Belgique

Apaisement définitif dans le dossier du bruit des avions de l’aéroport de Bruxelles-National ? C’est à espérer, vu l’encre que celui-ci a fait couler. Selon nos informations, une note élaborée après des réunions qui se sont succédé à la mi-décembre 2009 sera examinée par les principaux ministres du fédéral ce vendredi en kern. “Il y a accord sur 99 % du document, mais il reste une ligne sur dix pages à approuver”, nous a confié une source proche du dossier. En effet, les nouvelles solutions visent, en définitive, à appliquer dorénavant le principe de précaution qui veut que les avions doivent survoler les zones les moins densément peuplées ou non habitées. Ainsi, la note prévoit donc la suppression de la route Chabert qui traverse la région bruxelloise de part en part (voir infographie). Celle-ci, ramenée dans le ciel bruxellois grâce au plan Anciaux de décembre 2003, est empruntée les samedis et dimanches par les avions en direction de Chièvres. Elle concentrerait environ 5 000 vols par an et leur bruit dérangerait quelque 350 000 citoyens. Suite à la suppression prochaine de la route Chabert, les avions qui l’empruntent devraient être répartis sur la route du Canal et la route du Ring. La modification des routes fait partie des demandes présentées du précédent gouvernement bruxellois (2004-2009). Environ 60 000 habitants vivraient sous chacune des deux routes.

Par ailleurs, une autre disposition des mesures prévoit de diviser en deux la route de Huldenberg à la hauteur de 1 700 pieds et ce, en fonction des destinations. Selon des experts, la route de Huldenberg est la plus utilisée pour les décollages (environ 50 %) et elle survole plusieurs communes (Evere, Schaerbeek, Woluwe-Saint-Pierre, Woluwe Saint-Lambert, Wezembeek-Oppem). Les avions qui l’empruntent desservent notamment des pays d’Afrique, d’Asie et du sud de l’Europe.

Toutefois, la mise en pratique de cette mesure suppose un accord avec le ministère de la Défense, les avions civils devront utiliser l’espace aérien militaire. Le secrétaire d’Etat, Etienne Schouppe (CD&V), aurait déjà pris langue avec les militaires pour leur faire entériner ce point de l’accord.

L’autorité indépendante de contrôle des nuisances serait quant à elle tombée à l’eau, les parties n’ayant pas réussi à s’accorder. Mais qu’à cela ne tienne, car une cellule à créer au sein de la direction générale du transport aérien (DGTA) devrait s’en occuper. Elle devra néanmoins montrer tous les signes d’indépendance et de neutralité pour rassurer les riverains et la Région de Bruxelles-Capitale. Par ailleurs, une note est également en discussion et devrait déboucher sur une loi destinée à encadrer l’exploitation de l’aéroport national.

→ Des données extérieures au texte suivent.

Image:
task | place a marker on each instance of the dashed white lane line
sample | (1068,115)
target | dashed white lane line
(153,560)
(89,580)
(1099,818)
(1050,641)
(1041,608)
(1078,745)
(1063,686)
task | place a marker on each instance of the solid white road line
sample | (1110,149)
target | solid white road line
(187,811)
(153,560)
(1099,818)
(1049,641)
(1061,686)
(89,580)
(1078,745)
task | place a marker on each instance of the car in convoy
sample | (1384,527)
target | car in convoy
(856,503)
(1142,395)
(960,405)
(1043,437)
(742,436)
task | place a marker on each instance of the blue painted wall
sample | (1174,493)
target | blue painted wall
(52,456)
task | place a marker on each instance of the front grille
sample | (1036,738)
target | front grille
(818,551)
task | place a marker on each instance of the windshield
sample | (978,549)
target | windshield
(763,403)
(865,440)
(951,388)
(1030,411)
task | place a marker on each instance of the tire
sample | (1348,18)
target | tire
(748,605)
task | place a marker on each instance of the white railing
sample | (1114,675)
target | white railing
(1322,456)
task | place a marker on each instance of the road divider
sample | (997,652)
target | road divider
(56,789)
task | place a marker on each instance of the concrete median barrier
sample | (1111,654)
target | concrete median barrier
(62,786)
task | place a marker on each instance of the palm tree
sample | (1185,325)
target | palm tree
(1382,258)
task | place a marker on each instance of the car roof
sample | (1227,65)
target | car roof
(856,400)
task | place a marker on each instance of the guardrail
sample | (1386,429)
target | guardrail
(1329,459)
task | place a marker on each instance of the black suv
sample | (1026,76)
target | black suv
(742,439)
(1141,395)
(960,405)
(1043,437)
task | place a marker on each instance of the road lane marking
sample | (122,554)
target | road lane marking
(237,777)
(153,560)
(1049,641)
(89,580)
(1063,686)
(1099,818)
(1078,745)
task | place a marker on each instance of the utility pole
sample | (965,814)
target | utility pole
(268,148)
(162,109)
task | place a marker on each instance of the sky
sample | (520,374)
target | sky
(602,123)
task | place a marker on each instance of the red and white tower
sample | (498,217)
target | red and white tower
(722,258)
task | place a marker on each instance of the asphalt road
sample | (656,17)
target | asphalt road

Le seul point d’achoppement dans l’accord concerne la problématique des normes de la composante de vent arrière. Celles-ci interviennent aussi dans l’usage des pistes. Actuellement, les normes en vigueur sont, en journée, de 7 nœuds sur les pistes 25 parallèles préférentielles et de zéro sur la piste 02/20 diagonale (et plus petite). La nuit, la norme est toujours de 7 nœuds pour les pistes 25, mais elle est limitée à 5 pour la piste 02/20. Au-delà de ces normes, il faut modifier l’utilisation normale des pistes.

Mais sous la poussée de certains riverains, il est question de réduire la norme actuelle de 7 nœuds sur les pistes préférentielles (les pistes 25) à 5. Or cette modification entraînerait une augmentation de l’utilisation de toutes les autres pistes (02/20, 07). Le chiffre 07 désigne les pistes quand on les utilise dans l’autre sens. Une étude commandée par le cabinet Schouppe au bureau allemand Airsight (Berlin) a conclu dans la deuxième version qu’on peut valablement baisser la norme à 5.

Dans la première version, les experts de l’entreprise allemande spécialisée dans des services de conseil, d’ingénierie, de formation et des logiciels aux aéroports et organismes de l’aviation civile évoquaient 8 nœuds. Par ailleurs, ils avaient “oublié” de faire mention de la recommandation de l’Organisation de l’aviation civile internationale (OACI) suggérant de porter (ou de maintenir) la norme de la composante de vent à 7. Conséquence : ils n’ont pas fait bonne impression chez les Belges et il a été décidé de ne pas tenir compte de leurs conclusions.